Improving Machine Hearing on Limited Data Sets
Pavol Harar, Roswitha Bammer, Anna Breger, Monika Dörfler, Zdenek Smekal
TL;DR
The paper addresses data efficiency in audio classification with CNNs by replacing standard mel-spectrogram inputs with Mel Scattering (MS) and by using an Augmented Target loss (AT) to incorporate additional target information. It introduces and evaluates MS and Gabor Scattering (GS) representations, and demonstrates that these time-frequency representations, together with AT, yield superior performance over conventional mel-spectrogram inputs when training data are scarce. Using the GoodSounds instrument dataset, the study shows that MS and GS improve accuracy and speed of learning in low-data regimes, while AT provides targeted improvements with modest training cost. The findings highlight the potential of multi-resolution time-frequency representations and informative target transformations to enhance data-efficient learning in music information retrieval, with reproducible code and experiments for further exploration.
Abstract
Convolutional neural network (CNN) architectures have originated and revolutionized machine learning for images.

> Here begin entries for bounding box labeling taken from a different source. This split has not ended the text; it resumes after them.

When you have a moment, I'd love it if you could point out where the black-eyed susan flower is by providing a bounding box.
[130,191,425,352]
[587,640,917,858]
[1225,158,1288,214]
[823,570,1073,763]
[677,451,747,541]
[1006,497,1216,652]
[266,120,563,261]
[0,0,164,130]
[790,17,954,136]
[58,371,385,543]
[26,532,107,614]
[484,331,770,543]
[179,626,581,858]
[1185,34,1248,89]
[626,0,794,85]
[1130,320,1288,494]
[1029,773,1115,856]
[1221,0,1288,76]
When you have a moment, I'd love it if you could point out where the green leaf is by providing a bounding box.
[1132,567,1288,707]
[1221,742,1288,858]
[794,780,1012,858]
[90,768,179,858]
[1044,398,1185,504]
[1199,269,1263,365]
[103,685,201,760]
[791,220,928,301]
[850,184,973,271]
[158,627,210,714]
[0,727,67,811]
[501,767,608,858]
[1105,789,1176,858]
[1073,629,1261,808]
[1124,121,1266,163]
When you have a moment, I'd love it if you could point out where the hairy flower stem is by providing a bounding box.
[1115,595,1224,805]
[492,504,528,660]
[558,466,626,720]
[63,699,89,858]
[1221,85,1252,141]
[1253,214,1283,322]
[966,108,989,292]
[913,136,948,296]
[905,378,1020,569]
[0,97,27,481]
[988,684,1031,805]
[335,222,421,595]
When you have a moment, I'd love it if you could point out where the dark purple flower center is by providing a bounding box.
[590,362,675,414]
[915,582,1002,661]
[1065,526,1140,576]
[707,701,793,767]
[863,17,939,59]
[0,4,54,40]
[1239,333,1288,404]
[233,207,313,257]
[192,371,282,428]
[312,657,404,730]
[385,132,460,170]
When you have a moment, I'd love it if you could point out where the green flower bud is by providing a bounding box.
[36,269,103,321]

In order to take advantage of CNNs in predictive modeling with audio data, standard FFT-based signal processing methods are often applied to convert the raw audio waveforms into an image-like representations (e.g. spectrograms). Even though conventional images and spectrograms differ in their feature properties, this kind of pre-processing reduces the amount of training data necessary for successful training. In this contribution we investigate how input and target representations interplay with the amount of available training data in a music information retrieval setting. We compare the standard mel-spectrogram inputs with a newly proposed representation, called Mel scattering. Furthermore, we investigate the impact of additional target data representations by using an augmented target loss function which incorporates unused available information. We observe that all proposed methods outperform the standard mel-transform representation when using a limited data set and discuss their strengths and limitations. The source code for reproducibility of our experiments as well as intermediate results and model checkpoints are available in an online repository.